Eastland took out a "low no-doc loan" on the advice of Thompson for $248,500. She used her family home as collateral. As she had very little income, she was unable to afford the repayments.
She defaulted. A consumer rights advocate, Denise Brailey, helped Eastland petition the Financial Ombudsman Service which, despite a governance ring to its name, is itself funded by the banks. FOS found the loan application had been doctored by the broker. It also found "maladministration" on behalf of the lender, Macquarie.
However, it saw no evidence that Macquarie was the agent of the mortgage broker, Thompson's Mortgage Miracles.
So FOS recommended - despite the doctored loan documents and the fact that Eastland should never have been lent the money in the first place - that liability be apportioned 75-25.
In other words, the bank would not change the locks on the Eastland family home but its septuagenarian borrower would still owe one quarter of the loan.
For their part, the banks are distanced from the low-doc borrowers by a fancy structure that entails six degrees of separation.
Although the loan contract itself is between the two parties, the borrower and the lender, and article 25 of the Code of Banking Practice says the banker ought to establish if the borrower can afford the loan, the banks contend that the brokers are not their agents.
This agency issue lies at the heart of the handful of low-doc disputes which have made it to court. As low-doc loans squarely targeted those at the lower rungs of the credit food chain, few can afford to sue. And how do you sue a "structure" anyway? A letter from Perpetual about the Julia Eastland situation describes "The Structure":
The banks and other lenders are the "investors". The investors lend money to the "trust", of which Perpetual is the trustee. The "program manager" and the "servicer" of the trust is Macquarie Securitisation Ltd.
Using this money from the banks, the trust then buys a pool of loans from the "mortgage managers" (parties such as Mortgage Ezy, Macquarie Mortgages and AFG).
These "mortgage managers" then organise finance for the "loan introducers" such as Thompson's Mortgage Miracles.
There you have it, six degrees of separation. There is a corpse but no murderer, just a mute, multi-headed structure-beast lurking near the crime scene.
The Perpetual account of how things work is as structured as The Structure itself.
In reality, the big brokers such as Thompson are smothered with love by the lenders because they bring business in the door.
The risk to the banks is probably contained to PR and legal costs. Save FOS, which is an industry body, no regulators are involved.

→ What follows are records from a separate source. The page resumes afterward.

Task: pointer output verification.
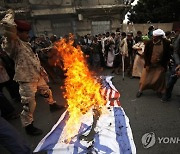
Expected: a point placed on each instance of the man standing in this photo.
(29, 73)
(174, 71)
(156, 55)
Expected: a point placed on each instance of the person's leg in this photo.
(12, 140)
(6, 108)
(13, 89)
(169, 88)
(27, 92)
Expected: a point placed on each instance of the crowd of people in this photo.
(26, 64)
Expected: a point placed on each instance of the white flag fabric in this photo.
(113, 134)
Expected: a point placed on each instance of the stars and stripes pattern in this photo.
(110, 93)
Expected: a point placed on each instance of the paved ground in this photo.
(146, 114)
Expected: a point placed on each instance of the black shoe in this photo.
(31, 130)
(55, 107)
(12, 116)
(138, 94)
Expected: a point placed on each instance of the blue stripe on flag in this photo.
(77, 144)
(53, 138)
(100, 147)
(121, 131)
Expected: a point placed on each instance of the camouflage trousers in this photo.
(28, 91)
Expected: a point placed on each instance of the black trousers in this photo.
(12, 87)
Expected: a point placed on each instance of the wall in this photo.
(144, 27)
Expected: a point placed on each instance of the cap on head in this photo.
(23, 25)
(145, 38)
(158, 32)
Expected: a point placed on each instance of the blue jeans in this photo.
(12, 140)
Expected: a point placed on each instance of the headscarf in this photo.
(159, 32)
(145, 38)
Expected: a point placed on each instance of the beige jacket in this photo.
(27, 63)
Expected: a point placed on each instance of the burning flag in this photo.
(94, 121)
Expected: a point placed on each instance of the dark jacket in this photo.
(167, 49)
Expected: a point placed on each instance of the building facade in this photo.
(62, 17)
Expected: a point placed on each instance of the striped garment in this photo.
(113, 134)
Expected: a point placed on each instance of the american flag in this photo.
(110, 93)
(113, 134)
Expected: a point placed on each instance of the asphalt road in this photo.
(146, 114)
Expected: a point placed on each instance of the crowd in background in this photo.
(137, 55)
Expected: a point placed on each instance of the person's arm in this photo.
(10, 31)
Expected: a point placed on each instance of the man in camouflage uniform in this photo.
(29, 73)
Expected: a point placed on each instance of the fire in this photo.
(82, 90)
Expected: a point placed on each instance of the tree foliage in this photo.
(155, 11)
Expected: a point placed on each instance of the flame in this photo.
(82, 90)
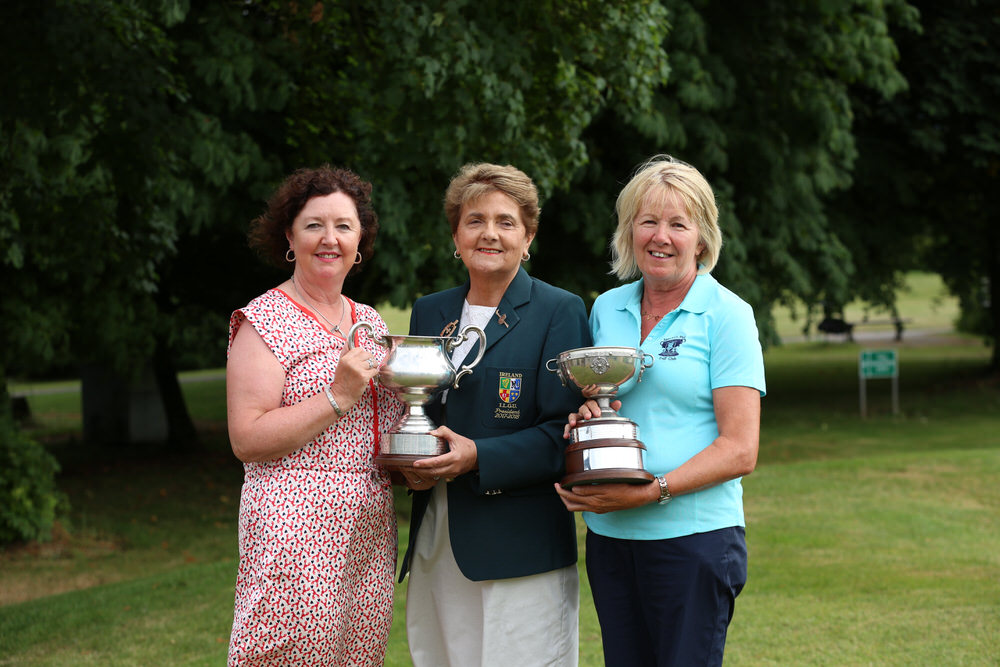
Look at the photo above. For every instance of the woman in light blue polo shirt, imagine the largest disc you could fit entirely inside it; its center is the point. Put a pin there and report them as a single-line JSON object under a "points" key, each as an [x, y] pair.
{"points": [[666, 560]]}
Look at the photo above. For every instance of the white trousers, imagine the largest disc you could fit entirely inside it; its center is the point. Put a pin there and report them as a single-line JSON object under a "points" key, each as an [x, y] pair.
{"points": [[454, 622]]}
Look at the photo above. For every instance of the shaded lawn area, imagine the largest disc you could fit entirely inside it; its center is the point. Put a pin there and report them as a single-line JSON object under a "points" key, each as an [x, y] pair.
{"points": [[871, 541]]}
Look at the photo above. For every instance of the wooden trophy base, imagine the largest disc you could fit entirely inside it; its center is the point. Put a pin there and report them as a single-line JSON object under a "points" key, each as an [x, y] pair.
{"points": [[605, 461], [398, 461], [607, 476]]}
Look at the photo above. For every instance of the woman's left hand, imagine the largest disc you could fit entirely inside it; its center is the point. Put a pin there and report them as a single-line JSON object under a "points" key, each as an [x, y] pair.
{"points": [[602, 498], [462, 458]]}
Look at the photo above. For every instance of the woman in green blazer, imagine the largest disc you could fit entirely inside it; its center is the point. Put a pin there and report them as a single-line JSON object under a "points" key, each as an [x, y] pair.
{"points": [[492, 549]]}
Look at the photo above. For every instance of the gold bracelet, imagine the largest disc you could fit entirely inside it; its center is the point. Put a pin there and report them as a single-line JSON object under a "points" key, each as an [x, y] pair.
{"points": [[333, 402]]}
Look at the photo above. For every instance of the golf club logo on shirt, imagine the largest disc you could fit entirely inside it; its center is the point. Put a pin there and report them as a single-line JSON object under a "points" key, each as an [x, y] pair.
{"points": [[510, 388], [670, 346]]}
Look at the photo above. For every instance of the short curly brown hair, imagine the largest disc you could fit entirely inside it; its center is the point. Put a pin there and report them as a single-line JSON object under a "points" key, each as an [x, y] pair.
{"points": [[267, 231], [476, 180]]}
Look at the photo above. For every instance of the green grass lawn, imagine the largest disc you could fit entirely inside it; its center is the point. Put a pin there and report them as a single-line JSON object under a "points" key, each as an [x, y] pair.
{"points": [[872, 541]]}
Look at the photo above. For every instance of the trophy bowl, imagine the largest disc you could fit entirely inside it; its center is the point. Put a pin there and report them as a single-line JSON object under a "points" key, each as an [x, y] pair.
{"points": [[605, 449], [416, 368]]}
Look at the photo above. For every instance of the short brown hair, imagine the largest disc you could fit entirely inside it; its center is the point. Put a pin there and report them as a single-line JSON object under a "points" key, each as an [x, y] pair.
{"points": [[475, 180], [267, 231]]}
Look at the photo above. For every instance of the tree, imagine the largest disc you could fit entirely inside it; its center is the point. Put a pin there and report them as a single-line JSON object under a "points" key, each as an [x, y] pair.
{"points": [[109, 163], [154, 131], [931, 159], [759, 100]]}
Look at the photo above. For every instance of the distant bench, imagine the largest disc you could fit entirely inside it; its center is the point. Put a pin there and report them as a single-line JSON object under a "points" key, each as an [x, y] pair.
{"points": [[834, 325]]}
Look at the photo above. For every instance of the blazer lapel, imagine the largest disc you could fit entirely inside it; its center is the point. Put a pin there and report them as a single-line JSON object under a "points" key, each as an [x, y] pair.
{"points": [[506, 317]]}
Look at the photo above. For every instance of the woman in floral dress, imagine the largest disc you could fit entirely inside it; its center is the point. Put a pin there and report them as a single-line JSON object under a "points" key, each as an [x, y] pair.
{"points": [[317, 529]]}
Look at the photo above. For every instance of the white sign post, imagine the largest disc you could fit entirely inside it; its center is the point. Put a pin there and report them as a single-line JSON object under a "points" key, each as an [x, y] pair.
{"points": [[873, 364]]}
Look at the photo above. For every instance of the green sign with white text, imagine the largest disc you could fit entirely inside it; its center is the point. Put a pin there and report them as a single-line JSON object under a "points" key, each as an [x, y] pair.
{"points": [[878, 364]]}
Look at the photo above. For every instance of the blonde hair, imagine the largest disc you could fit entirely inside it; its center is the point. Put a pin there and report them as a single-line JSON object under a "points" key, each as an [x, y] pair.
{"points": [[475, 180], [658, 177]]}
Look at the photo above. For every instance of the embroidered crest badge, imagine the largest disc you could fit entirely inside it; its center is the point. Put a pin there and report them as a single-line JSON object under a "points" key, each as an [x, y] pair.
{"points": [[510, 389], [670, 346]]}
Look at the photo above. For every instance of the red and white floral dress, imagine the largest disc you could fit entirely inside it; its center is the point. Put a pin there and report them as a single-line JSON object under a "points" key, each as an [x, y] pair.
{"points": [[317, 527]]}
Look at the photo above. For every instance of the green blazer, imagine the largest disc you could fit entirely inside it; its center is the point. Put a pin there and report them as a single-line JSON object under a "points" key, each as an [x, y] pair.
{"points": [[505, 519]]}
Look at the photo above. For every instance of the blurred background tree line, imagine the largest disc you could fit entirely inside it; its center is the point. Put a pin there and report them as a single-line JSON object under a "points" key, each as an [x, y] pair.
{"points": [[848, 142]]}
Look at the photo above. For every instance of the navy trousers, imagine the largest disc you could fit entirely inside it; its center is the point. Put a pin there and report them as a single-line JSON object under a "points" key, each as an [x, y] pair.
{"points": [[666, 602]]}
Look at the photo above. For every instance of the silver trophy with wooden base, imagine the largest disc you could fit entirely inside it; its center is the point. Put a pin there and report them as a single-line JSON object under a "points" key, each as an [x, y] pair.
{"points": [[606, 449], [415, 370]]}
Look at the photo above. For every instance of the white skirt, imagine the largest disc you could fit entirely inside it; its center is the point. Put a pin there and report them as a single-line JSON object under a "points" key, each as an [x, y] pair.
{"points": [[452, 621]]}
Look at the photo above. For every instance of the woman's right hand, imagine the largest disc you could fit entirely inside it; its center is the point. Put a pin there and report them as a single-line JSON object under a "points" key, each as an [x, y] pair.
{"points": [[353, 374], [589, 410]]}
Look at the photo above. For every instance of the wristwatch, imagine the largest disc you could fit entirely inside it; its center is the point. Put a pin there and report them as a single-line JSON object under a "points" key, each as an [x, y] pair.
{"points": [[665, 496]]}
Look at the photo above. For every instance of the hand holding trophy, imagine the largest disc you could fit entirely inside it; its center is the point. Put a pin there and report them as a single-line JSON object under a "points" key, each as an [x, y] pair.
{"points": [[415, 370], [605, 449]]}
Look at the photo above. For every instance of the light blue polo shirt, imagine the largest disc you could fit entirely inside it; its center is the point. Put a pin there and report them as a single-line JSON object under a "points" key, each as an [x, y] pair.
{"points": [[709, 341]]}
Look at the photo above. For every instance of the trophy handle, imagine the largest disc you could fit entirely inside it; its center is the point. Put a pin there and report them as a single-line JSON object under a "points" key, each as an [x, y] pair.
{"points": [[378, 340], [458, 340], [645, 365], [548, 367]]}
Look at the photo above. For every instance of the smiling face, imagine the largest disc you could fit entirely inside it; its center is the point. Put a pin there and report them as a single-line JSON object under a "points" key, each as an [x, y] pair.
{"points": [[491, 237], [325, 236], [665, 240]]}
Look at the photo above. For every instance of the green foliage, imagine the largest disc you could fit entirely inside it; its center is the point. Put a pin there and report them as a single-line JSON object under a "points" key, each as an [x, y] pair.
{"points": [[927, 190], [759, 100], [29, 500]]}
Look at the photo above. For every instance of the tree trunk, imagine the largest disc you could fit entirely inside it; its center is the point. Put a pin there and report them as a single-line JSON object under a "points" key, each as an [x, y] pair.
{"points": [[180, 428]]}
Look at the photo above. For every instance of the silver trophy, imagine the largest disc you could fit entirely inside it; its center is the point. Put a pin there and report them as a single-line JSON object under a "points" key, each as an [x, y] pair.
{"points": [[607, 448], [415, 370]]}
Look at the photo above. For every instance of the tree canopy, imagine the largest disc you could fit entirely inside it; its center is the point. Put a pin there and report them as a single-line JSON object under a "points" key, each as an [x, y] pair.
{"points": [[139, 138]]}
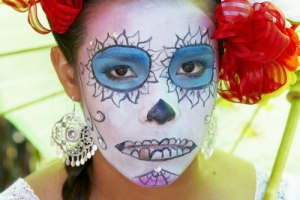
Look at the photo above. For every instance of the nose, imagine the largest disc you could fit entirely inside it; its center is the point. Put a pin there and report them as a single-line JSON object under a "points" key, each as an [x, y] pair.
{"points": [[161, 112]]}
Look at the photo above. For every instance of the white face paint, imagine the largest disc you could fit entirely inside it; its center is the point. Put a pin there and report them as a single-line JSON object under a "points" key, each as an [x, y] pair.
{"points": [[148, 81]]}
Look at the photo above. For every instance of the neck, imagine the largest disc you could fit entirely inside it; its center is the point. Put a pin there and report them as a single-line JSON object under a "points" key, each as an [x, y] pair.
{"points": [[106, 180]]}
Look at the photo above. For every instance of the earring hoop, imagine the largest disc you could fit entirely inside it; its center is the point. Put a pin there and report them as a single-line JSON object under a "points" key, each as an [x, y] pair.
{"points": [[72, 139]]}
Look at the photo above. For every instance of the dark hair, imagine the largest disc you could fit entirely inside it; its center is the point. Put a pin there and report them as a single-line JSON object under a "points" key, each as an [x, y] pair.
{"points": [[77, 185]]}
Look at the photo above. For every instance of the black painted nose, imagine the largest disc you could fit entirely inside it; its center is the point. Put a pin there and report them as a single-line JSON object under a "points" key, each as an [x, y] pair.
{"points": [[161, 112]]}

The low-doc clients are often elderly and financially unsophisticated people, so the "media noise" from their cases is unlikely to get too loud. Though, according to Graeme Hancock, a lawyer who has represented some victims, the loc-doc loan debacle is systematic and widespread.
"There are 3500 people who have been done over - and they're just the ones we know about," Hancock says. That includes two 80-year old pensioners who were encouraged to take out a loan from Westpac.
"Why are there six degrees of separation between the lender and the crook who fudged the details (on the loan documents)?" he asks.
There are a number of variations on the low-doc "scam" as Hancock describes it.
One, the client is enticed by a property deal and sold a loan on the proviso that the property will be flipped (sold again) before the loan is settled.
Two, the loan is made for whatever worthy purpose but the client is told not to worry about repayments as the repayments can be made from the principal of the loan. Sound familiar?
Who wrote the script? The low-doc loans appeared almost 10 years ago. Originally designed to help small business, they were soon piggy-backed into investment loans and, by about 2005, they took off as a popular way of financing investment in Queensland property.